暗号資産(仮想通貨)系YouTuberのアンゴロウ氏は28日、自身のXで、東証グロース上場の売れるネット広告社グループ(9235)から刑事告訴される見通しであることを明らかにした。
発端は堀江氏ETH復旧に対する検証動画
売れるネット広告社グループは3月24日、子会社ビットコイン・セイヴァーを通じて、実業家・堀江貴文氏が長年アクセス不能だったイーサリアム
ETHウォレットの復旧に成功したと適時開示している。この発表に対しアンゴロウ氏は、公開情報に基づき不自然な点を指摘する検証動画を公開した。動画の結論は「復旧が虚偽である可能性は低く、復旧自体は十分可能」というものだったという。

しかしアンゴロウ氏によると、動画公開後に同社創業者の加藤公一レオ氏から「期限までに動画を消さないと開示請求と刑事告訴の準備に入る」「社会的に葬り去る」といった内容のメッセージが届いた。アンゴロウ氏は具体的な誤りの指摘を求めたものの、加藤氏は対話を拒否し一方的に法的措置を宣言したとしている。

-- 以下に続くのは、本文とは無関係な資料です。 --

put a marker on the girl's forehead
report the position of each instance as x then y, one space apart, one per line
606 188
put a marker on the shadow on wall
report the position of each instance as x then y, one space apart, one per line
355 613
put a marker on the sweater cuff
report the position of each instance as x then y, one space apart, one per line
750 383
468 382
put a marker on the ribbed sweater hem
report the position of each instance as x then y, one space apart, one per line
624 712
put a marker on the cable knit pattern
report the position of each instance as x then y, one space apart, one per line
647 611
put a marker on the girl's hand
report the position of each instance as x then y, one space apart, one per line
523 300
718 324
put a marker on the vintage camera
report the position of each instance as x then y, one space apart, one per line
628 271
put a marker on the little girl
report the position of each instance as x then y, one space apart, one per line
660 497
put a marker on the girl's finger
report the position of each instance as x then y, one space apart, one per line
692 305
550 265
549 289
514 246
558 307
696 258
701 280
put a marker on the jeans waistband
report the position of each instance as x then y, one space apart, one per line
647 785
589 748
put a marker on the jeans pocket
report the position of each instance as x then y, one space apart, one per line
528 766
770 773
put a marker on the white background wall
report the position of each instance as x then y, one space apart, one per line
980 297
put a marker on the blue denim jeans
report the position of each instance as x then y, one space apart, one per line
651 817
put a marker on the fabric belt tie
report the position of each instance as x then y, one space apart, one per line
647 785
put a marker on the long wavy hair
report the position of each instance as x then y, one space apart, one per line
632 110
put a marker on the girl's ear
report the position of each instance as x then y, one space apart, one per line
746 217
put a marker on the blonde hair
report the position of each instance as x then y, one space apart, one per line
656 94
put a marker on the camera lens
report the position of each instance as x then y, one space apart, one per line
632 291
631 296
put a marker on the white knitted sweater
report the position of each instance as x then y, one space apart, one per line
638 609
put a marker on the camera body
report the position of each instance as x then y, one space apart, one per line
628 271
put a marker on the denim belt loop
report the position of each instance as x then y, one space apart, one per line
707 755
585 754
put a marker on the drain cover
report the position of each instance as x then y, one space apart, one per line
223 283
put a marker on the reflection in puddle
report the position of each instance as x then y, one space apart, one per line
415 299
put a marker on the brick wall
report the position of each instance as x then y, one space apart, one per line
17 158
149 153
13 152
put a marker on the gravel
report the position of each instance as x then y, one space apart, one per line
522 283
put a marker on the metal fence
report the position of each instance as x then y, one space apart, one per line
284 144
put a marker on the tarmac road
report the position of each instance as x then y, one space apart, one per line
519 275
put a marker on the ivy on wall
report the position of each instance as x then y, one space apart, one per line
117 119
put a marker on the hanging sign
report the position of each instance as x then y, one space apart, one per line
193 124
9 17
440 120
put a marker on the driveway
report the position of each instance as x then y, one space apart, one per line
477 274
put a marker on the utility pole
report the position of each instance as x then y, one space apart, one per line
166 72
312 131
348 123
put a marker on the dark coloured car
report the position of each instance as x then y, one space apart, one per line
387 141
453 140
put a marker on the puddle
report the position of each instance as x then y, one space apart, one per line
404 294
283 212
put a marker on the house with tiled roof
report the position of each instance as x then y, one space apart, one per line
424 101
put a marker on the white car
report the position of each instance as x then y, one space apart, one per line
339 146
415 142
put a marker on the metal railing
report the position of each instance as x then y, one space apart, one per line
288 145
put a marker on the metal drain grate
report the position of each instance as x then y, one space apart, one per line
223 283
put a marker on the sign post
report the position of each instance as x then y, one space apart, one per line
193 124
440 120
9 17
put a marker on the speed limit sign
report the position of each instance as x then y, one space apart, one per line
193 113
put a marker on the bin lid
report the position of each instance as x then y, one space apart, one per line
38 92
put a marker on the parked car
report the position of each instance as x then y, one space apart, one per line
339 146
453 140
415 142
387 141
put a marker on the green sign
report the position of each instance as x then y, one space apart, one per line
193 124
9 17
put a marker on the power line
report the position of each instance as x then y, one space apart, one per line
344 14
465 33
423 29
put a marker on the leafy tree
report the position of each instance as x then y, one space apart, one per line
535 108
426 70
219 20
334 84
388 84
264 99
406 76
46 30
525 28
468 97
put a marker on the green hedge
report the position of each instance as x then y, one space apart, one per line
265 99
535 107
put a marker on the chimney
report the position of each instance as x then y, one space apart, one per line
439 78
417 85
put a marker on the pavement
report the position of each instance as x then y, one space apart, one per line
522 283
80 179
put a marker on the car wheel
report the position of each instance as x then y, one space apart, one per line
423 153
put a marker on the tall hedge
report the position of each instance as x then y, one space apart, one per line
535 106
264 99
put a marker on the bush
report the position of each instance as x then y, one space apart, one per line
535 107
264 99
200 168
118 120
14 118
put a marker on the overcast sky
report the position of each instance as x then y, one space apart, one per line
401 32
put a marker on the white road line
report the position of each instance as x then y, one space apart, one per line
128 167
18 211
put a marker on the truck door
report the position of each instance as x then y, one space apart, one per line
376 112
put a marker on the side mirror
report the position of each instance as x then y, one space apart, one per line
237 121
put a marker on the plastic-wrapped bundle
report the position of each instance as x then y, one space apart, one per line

アンゴロウ氏が検証動画で指摘した内容には、動画公開時点で復旧を証明するオンチェーンデータが未公開だったことや、技術者の経歴に関する根拠が不明な点が含まれる。
また、暗号資産コミュニティで特に注目を集めたのが、加藤氏による「サトシ・ナカモトのビットコイン
BTCも復旧できる」という趣旨の発言だ。ビットコインは強固な暗号技術で保護されており、秘密鍵なしでウォレットを解読することは技術的に不可能とされている。仮にそのような技術が存在すれば、ビットコインの安全性そのものが根底から崩壊するため、業界関係者からは非現実的な主張として受け止められている。
この件について堀江氏本人は「インチキ扱いされるのは心外だ」として動画の削除を要請。アンゴロウ氏は誇大な宣伝が業界の信頼を損ねると主張し、今後も中立的な情報発信を続けると表明している。
なお、本件に関して売れるネット広告社グループ側からの公式見解は確認されていない。